You are just right! I need to create initial session by passing the X-Remote-User header with correct Kerberos user principal in this header but I can't because only Kerberos knows the principal name and it needs to be disabled for the same request. The "chicken or the egg" :) Maybe I should try Squid if it works for you...
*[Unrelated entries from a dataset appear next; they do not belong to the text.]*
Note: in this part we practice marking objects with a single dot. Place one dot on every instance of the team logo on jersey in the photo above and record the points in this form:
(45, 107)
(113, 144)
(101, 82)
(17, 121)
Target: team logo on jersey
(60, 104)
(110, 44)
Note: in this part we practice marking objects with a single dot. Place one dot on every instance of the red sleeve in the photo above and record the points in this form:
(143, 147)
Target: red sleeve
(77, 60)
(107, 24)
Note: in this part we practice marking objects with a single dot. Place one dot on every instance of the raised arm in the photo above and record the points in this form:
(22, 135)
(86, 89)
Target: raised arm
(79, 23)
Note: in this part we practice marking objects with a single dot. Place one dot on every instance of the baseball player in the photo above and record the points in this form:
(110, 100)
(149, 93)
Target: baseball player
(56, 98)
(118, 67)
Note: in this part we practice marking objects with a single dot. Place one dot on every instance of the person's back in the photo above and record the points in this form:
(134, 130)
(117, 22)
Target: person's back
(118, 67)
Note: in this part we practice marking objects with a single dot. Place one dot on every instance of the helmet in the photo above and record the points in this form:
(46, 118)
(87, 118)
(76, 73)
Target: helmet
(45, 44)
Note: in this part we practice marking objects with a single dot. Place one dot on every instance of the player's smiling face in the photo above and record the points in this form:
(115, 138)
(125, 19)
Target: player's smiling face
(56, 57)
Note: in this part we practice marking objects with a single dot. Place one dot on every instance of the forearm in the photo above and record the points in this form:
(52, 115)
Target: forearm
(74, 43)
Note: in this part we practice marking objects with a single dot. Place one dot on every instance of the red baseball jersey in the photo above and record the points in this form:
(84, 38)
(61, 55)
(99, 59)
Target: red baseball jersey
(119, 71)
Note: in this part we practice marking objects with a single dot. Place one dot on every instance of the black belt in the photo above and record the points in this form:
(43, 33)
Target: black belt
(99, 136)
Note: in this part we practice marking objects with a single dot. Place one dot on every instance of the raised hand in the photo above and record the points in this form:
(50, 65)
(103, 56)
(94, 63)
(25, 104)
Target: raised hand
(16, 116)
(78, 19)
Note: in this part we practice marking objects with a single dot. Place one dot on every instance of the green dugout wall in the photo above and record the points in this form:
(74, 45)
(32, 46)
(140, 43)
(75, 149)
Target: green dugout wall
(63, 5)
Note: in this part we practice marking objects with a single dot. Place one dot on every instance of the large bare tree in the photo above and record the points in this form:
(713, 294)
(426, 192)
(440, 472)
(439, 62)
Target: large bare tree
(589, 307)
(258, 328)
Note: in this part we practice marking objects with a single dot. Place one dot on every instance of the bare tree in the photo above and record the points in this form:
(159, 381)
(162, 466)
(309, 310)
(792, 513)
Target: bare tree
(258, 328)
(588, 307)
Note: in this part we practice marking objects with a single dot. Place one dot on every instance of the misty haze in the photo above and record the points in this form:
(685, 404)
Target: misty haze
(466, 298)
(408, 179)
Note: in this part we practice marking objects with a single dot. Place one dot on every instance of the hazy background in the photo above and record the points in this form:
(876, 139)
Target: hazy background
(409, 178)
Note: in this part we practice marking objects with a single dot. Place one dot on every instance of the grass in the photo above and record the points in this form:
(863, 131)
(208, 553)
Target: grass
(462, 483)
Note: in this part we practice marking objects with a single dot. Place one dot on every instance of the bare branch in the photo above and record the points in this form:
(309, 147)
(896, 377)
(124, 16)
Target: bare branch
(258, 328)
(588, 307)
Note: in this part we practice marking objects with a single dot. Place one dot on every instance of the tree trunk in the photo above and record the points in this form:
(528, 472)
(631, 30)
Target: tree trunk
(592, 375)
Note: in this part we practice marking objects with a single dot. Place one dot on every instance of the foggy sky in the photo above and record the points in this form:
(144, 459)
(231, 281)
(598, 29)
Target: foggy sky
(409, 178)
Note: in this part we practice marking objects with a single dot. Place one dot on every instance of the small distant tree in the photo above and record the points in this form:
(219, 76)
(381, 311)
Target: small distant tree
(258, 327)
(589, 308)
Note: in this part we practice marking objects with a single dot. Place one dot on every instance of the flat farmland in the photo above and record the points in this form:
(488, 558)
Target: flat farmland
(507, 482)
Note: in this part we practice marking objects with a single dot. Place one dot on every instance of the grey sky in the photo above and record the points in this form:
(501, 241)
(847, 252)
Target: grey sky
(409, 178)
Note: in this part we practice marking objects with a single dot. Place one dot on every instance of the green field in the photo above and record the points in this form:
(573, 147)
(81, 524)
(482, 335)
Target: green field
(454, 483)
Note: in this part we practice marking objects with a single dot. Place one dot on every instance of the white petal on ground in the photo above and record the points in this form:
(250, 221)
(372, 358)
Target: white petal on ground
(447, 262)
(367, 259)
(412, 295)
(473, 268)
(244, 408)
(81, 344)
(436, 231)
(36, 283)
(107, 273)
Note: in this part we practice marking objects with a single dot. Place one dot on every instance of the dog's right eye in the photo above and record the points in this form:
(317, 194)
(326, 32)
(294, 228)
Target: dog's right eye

But the main problem is that Graylog breaks standard proxy authentication algorithm (including but not limited to Kerberos) by its own unexpected Authorization header.

[hc4]

Yep. Sure graylog auth header is a root problem.
But I still can't get a problem.
Send X-Remote-User header using Kerberos until graylog will generate auth header.
After that X-Remote-User is not needed anymore.

This is what I did with squid config.
It checks auth header with session and passes request if header found.
Otherwise it makes Kerberos auth and sends X-Remote-User

[hc4]

Myabe the problem is that you sending auth header as undefined:session?

[kroepke]

The undefined:session is from the Graylog frontend code, when it tries to find out whether it has a valid session or not.
I'm not sure what you mean by the auth header being the root problem, Graylog is using Basic auth, and has always done that. The SSO plugin only creates a Graylog session based on the externally set trusted headers and does not change anything else about the authentication mechanism.

From my limited Kerberos knowledge, the client needs to follow a few steps to get a valid Kerberos ticket, in which case the client is the Graylog web interface code running in the browser.
We assume Basic auth and this is unlikely to change, to be honest.

[acudovs]

Kerberos works as expected, there is no problem with tickets. But Graylog's Basic auth breaks Kerberos auth as both rely on Authorization header. So, technically SSO plugin can't be used for SSO with Apache + Kerberos. At least, until some workaround is found.

[kroepke]

Ah, then I misunderstood. So Kerberos is relying on being able to use the Authentication header for itself?